There’s a kind of knowing which has to step back to get a good view, best of all to be outside whatever it is we wish to know. It is a kind of knowing that is fair, and honest, and in most ways accurate. Impartial. Just. Unbiased. It’s a way of knowing that pretends that it is possible to withdraw yourself, the one who knows, out of the picture entirely. Science knows that way. Schools tell us it’s the only way to know. But it is a fraud. Imagine you want to know about the whole of creation. Where do you stand to get the perfect view? How can you stand outside everything … without being nothing yourself? That’s what this kind of knowing has to do—pretend that human beings like you and me are nothing. Or imagine again you want to know about human beings, about a wife, or a lover, or a child, or a friend with AIDS. How far away do you have to get to see them properly? And when you get that far can you see them at all?

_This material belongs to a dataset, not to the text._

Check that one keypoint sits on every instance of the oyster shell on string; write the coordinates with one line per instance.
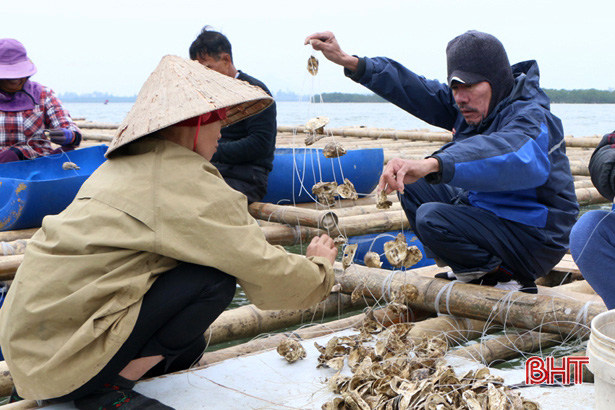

What is essential is invisible to the eye. But it is real. What is real about a wife, a lover, a child, a friend is the fact that we are part of them, tangled up with them in relationship, in love, in nets of feeling. And that’s a kind of knowing too, a kind of knowing from inside, from up close—a very partial, unjust, involved way of knowing. We call it wisdom. You cannot love without getting involved. You cannot know from a distance. There is no safe viewpoint.
Same with God. God knows this world but not because God has stayed safely outside. If that were true God could not care, could not even see what is essential, that we are alive. God knows you and knows me with wisdom not science. God knows the world from the cross. God has AIDS. God has the best seat in the house and this is the kind of theatre where the audience participates. This is liturgy. God is tangled up with us. And we call that entanglement the Spirit.
Our so called love triangles aren’t triangles at all just angles. There isn’t really a third side. But what makes God God is that the love between Parent and Child is so complete, the knowledge they have of each other is so intimate, their entanglement so profound that it is as real as they are. So real and so entangled that three cannot describe God at all. God is one. But one won’t do either because right in the heart of God there is love, there is self-revelation, there is community, there is entanglement.
Is the Holy Spirit here this morning? Where is she? Not in any of us. The spirit is here between us, in the gaps. The spirit is our entanglement. In so far as we love one another, know one another, suffer with one another, then the Spirit is here. And we, in that same measure, are not many but one. And, in that same measure, we are God.
I think that’s what we celebrate today.